Typically, Chromium will group n tabs together into a single OS process, where n is typically a small number.
However, for one of my Chromium profiles, all of my currently open tabs appear to be in the same process. To be exact, there are 43 tabs currently open in this profile, across two windows. All 43 tabs are listed by the Chromium task manager as being in one process. (PID = 14530.)
If I ps
that process, I see:
/usr/lib64/chromium-browser/chrome --type=renderer --lang=en-US --force-fieldtrials=ForceCompositingMode/disable/InfiniteCache/No/Prefetch/ContentPrefetchPrefetchOn/Prerender/Prerender15minTTL/PrerenderLocalPredictor/Enabled/UMA-New-Install-Uniformity-Trial/Experiment/UMA-Session-Randomized-Uniformity-Trial-5-Percent/default/UMA-Uniformity-Trial-1-Percent/group_36/UMA-Uniformity-Trial-10-Percent/group_04/UMA-Uniformity-Trial-20-Percent/group_02/UMA-Uniformity-Trial-5-Percent/group_18/UMA-Uniformity-Trial-50-Percent/group_01/ --disable-gl-multisampling --disable-accelerated-2d-canvas --disable-accelerated-video-decode --channel=12624.99.622289786
I understand that there are a few command line flags to alter how Chromium groups tabs into processes, however, I am not passing any of those. (I did not know they existed before today, while Googling for the answer to this question.)

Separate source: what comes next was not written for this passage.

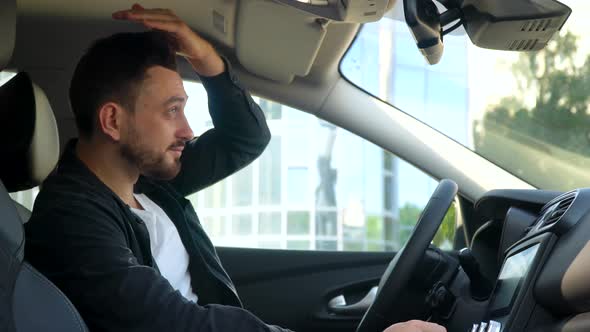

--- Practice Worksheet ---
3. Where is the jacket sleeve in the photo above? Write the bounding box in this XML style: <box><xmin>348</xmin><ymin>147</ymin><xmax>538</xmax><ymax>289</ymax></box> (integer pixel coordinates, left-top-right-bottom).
<box><xmin>26</xmin><ymin>199</ymin><xmax>292</xmax><ymax>332</ymax></box>
<box><xmin>171</xmin><ymin>61</ymin><xmax>271</xmax><ymax>196</ymax></box>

I have two other profiles — the affected profile is a "sort-of-work" profile, I also have "normal" and "sites-that-really-love-cookies" — the other two profiles ("normal" and "cookies") are acting normally.
Two things I've tried:
- Restarting Chromium. Chromium restored all the tabs into a single process.
- Closing and re-opening tabs. Typically, one can hit Ctrl+W, Ctrl+Shift+T to coerce Chrome to relocate a tab to a different process. (Though sometimes it does choose the process you're trying to kill, not always. This is useful to kill off a Chromium process that is leaking memory for some reason.) In this case, Chromium appears to always choose the 43-tab mega-process to re-open the tab in.
I am running Chromium v29.0.1547.57 on Gentoo.